Esta noite morri muitas vezes, à espera
de um sonho que viesse de repente
e às escuras dançasse com a minha alma
enquanto fosses tu a conduzir
o seu ritmo assombrado nas trevas do corpo,
toda a espiral das horas que se erguessem
no poço dos sentidos. Quem és tu,
promessa imaginária que me ensina
a decifrar as intenções do vento,
a música da chuva nas janelas
sob o frio de fevereiro? O amor
ofereceu-me o teu rosto absoluto,
projectou os teus olhos no meu céu
e segreda-me agora uma palavra:
o teu nome - essa última fala da última
estrela quase a morrer
pouco a pouco embebida no meu próprio sangue
e o meu sangue à procura do teu coração.

MÚSICA

Aqui te sequestramos, meu amor:
ergues os braços, viras a cabeça
cada vez mais atenta - são dois olhos
onde começa o mundo.
Que ciência é a tua? Que magia
transforma a luz de cada lâmpada
no mais puro relâmpago?
É tão difícil encontrar saída,
uma linha de fuga para os gestos,
uma resposta digna desses gritos.
Ensina-me a romper todas as grades
do berço que te embala,
a abrir contigo as portas, decifrando
a matéria que é mais do que matéria,
a que chamamos corpo.
Aqui te sequestramos, com o amor
de quem sabe e não sabe e talvez
não tenha salvação.
Assim te sequestramos, assim estamos
também nós sequestrados desde sempre
no prazer e na dor,
à procura de um íman que nos fale;
de alguém para escutar o nosso antigo pranto;
de uma voz que nos cante às escuras
até adormecermos.

MÚSICA

Ouvimos, no programa e hoje, cinco poemas de Fernando Pinto do Amaral.
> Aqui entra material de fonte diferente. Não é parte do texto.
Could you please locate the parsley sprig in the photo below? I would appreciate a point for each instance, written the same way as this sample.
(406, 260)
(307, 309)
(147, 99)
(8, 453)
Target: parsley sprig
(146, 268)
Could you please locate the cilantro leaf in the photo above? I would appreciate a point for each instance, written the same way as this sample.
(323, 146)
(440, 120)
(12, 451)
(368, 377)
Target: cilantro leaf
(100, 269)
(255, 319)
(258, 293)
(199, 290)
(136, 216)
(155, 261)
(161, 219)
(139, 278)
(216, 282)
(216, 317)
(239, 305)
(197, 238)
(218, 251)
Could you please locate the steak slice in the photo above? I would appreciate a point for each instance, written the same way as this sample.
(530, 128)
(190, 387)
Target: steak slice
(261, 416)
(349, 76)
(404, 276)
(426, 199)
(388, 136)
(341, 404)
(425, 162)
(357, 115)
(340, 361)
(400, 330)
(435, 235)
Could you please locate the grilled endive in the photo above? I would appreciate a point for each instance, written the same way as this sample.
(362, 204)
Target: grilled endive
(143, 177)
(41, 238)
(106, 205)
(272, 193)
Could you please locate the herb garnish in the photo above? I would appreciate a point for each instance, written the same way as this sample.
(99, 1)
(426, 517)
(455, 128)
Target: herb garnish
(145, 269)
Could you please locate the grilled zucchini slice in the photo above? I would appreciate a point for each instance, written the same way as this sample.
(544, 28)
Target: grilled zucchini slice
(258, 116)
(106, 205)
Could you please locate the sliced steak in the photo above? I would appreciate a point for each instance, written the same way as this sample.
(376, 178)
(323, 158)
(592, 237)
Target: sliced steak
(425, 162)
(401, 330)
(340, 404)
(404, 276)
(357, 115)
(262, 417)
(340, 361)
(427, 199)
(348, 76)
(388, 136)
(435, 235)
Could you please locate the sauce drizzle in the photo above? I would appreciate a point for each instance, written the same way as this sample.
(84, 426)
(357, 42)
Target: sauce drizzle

Ate ao próximo programa.

MÚSICA

Dois dedos de conversa

INDICATIVO

No próximo mês, Julho, o Estúdio Raposa fará três anos de emissões. É verdade, já lá vão três anos! Parece que foi ontem. É assim que se diz, não é?
Pouco dado a comemorações não vou, porém, deixar de assinalar a data. Exactamente no dia 6 de Julho era colocado on line o primeiro Palavras de Ouro. Podia ouvir-se nesse programa, que ainda está disponível, uma lenda e um poema de Berthold Brechet. Estrangeiros, portanto. Só no segundo número, transmitido a 12 de Julho, é que se fixou o modelo que ainda se mantém: divulgar apenas autores de língua portuguesa. Nesse Palavras e Ouro nº 2 ouvimos Edson Atahide e Fernando Pessoa. Pois numa simples comemoração, vamos ouvir, de novo, Fernando Pessoa e Edson Athaíde.
Quanto ao programa Lugar aos Outros, falaremos de comemorações, na sua próxima edição.